Chris Trainor said that she was a frequent volunteer in elementary school activities and is now active in the middle school. She referred to occasions when it was just she and Hilderley who were cleaning up after an event. “I would love to have a signup sheet for volunteers to help with events,” she said.
On the subject of deciding which elementary school students attend which schools and classrooms, Rice had some insight, having taught in the Tecumseh middle and high school for more than three decades. “Originally there were seven elementary schools and even then there was a problem with student distribution,” he said. He cited Herrick Park Elementary School as an example. Herrick Park school was built along with the Herrick Park subdivision, he said. At first, all of the students walked to school. “Ten years later, most of the students had to be bused in because Herrick Park parents hadn’t moved, but their kids grew out of elementary school.”

It was noted that the problem of student distribution had been addressed by a committee in the not-too-distant past and one possibility suggested at that time was to make the elementary schools dedicated to a single grade: one school for first, one for second, et cetera.

Hilderley and Tecumseh Acres Elementary School Principal Carl Lewandowski chaired that exploratory committee, and Hilderley said that the single-grade school idea was unpopular because it divided siblings who would otherwise have been in the same building.

Regarding the current search to find a replacement for Supt. Mike McAran, Rice briefed the committee on the board’s progress, noting that input from the community would be part of the process. “We’re considering having someone from outside the community to chair the town hall meetings,” Rice said, “not somebody from the board or administration.”
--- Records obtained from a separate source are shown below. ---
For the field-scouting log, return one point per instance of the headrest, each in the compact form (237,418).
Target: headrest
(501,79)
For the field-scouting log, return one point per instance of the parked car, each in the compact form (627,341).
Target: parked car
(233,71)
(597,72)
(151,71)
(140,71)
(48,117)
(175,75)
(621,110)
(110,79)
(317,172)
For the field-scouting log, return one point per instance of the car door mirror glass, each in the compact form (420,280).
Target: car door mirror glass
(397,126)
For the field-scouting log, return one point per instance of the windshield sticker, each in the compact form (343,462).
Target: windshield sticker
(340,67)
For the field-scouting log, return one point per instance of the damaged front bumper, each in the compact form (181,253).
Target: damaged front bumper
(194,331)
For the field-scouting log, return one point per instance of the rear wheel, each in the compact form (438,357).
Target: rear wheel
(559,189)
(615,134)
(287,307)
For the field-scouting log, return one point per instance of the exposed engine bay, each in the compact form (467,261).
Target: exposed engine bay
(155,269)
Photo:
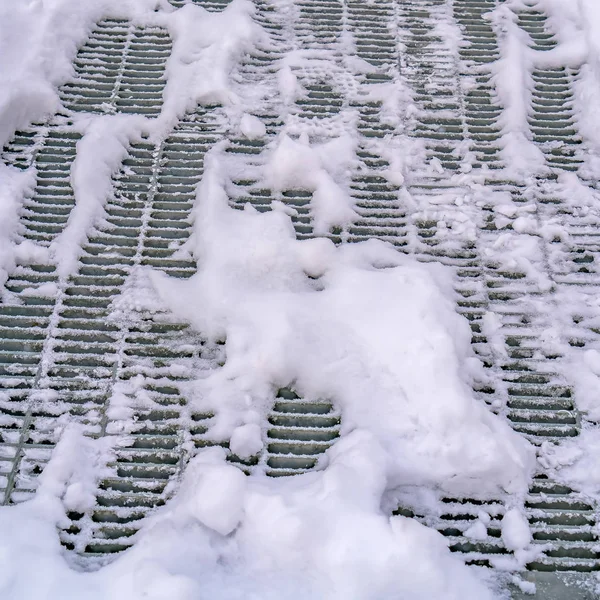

Jan Hammond said that the search should emphasize candidates from outside the community, too. She said that the schools need somebody who will bring a new enthusiasm that would attract new families to the area and inject some badly needed prosperity.

“We have great teachers, great facilities, and great athletic potential.” Hammond said. She said she could remember a time when fans packed the stands for athletic events and got behind anything the schools were doing. “Please find a superintendent who is equally as great as the community,” Hammond said.

Rice had noted earlier his commitment to the work of the CAARE committee, especially in light of his position on the board and liaison to CAARE. “I follow up on all suggestions. I’m retired. I have the time and the will to do it.”
The next CAARE meeting will be Thursday, Sept. 20, at 5:30 p.m. in the TPS Administrative Services Building, 212 N. Oneida St.